Gorman: the bottom line
As someone who has responded to Michael Gorman's postings on the Britannica Blog concerning web2.0, I have watched other responses with interest. Some few were formally asked to respond to the postings, and the last of these - by danah boyd (an ee cummings-like persona) - was Knowledge Access as a Public Good. I suppose that, in general, I agreed with Ms Boyd (a doctoral candidate in the School of Information at the University of California-Berkeley and a fellow at the USC Annenberg Center for Communications) expressing as she does the thought that you shouldn't blame the medium for the message (you read it here first!), although much of what she says is generalisation rather than response. She does say that:
The society that he laments has lost faith in the public good. Elitism and greed have gotten in the way. By upholding the values of the elite, Dr. Gorman is perpetuating views that are destroying efforts to make knowledge a public good.One sentence, however stood out particularly.
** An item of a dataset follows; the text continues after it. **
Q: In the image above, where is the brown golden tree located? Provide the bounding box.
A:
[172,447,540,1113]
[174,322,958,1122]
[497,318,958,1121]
It is not simply a condemnation of Michael Gorman's attitude towards the Siren Song of the tsunami of digital change (something of a mixed metaphor there, surely!), but a call to all educators and information specialists to understand - completely - the potential of Web 2.0.
Why are we telling our students not to use Wikipedia rather than educating them about how Wikipedia works?A thought last expressed here on June 24th.